Based on your sample, carryout the following analysis. Your analysis and the interpretation should be submitted by the due date. Please note that there is no penalty for early submissions!
1. Calculate a 95 percent confidence interval for the "Gross output -Year 3 (Rs)"
2. Define two different measures that you consider most appropriate for measuring the performance of the units. This definition is up to you. These can be the variables that are already in the data or new variables defined based on the existing variables. Please explain in one paragraph why you have selected these two measures. Remaining analysis is to be carried based on these definitions.
a. What is the probability that a firm selected at random is a SSSBE unit?
b.

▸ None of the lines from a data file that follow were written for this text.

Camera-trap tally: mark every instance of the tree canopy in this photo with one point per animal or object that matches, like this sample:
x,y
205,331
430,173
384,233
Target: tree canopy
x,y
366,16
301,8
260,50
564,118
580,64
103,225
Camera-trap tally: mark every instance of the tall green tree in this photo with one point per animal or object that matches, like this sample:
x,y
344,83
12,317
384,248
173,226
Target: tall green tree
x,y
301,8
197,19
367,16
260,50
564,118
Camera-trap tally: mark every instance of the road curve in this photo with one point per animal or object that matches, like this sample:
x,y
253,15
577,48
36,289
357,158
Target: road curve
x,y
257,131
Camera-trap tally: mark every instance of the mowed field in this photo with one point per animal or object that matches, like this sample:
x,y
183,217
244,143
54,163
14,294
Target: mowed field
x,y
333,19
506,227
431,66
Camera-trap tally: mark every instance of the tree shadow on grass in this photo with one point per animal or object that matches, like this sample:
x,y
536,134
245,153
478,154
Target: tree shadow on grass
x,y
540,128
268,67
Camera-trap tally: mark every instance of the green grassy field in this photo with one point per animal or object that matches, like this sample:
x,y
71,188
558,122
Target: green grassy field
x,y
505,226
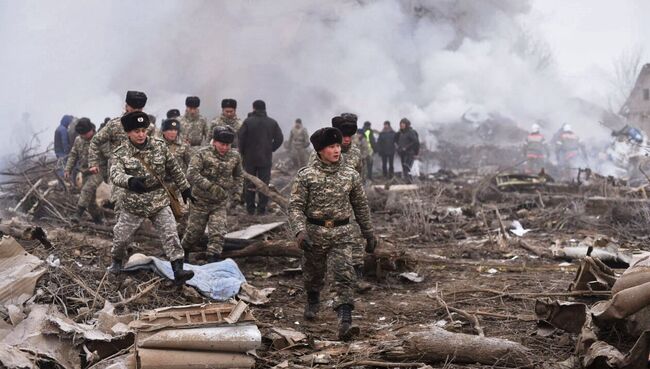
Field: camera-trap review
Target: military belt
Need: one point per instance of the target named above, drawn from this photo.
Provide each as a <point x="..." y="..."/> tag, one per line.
<point x="329" y="223"/>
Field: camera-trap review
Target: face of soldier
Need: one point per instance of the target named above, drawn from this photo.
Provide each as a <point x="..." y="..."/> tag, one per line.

What is the probability that a firm selected at random is GOOD in performance? (Calculate the average of the first performance measure that you had defined in question 2 above. If the firm's performance is above this average, it considered good. If it is below average, it is considered Bad)
c. What is the probability that a firm selected is a SSSBE Unit and ALSO GOOD in performance?
d. What can you say about the performance of the SSSBE units in terms of GOOD or BAD based on the above?
3. Test the null hypothesis that the population average of the variable "Value of Exports for Year 3" = 87,300. Carry out a one sided test. Clearly state your null and alternate hypotheses.
4. Is there a significant difference in the mean value (µ) of "gross output for Year3(in Rs)" between SSSBE units and SSI units?
5. Consider two variables, namely "technical know how obtained from (KNOW-HOW)" and "type of organization (ORG_TYPE)". Is there any evidence to say that these two variables are independent of each other?
6. Some male chauvinists like to think that the productivity of women employees is significantly less than that of the male employees. The productivity is to be measured based on the two metrics defined by you. Do you agree or disagree with this? Justify your answer with appropriate analysis.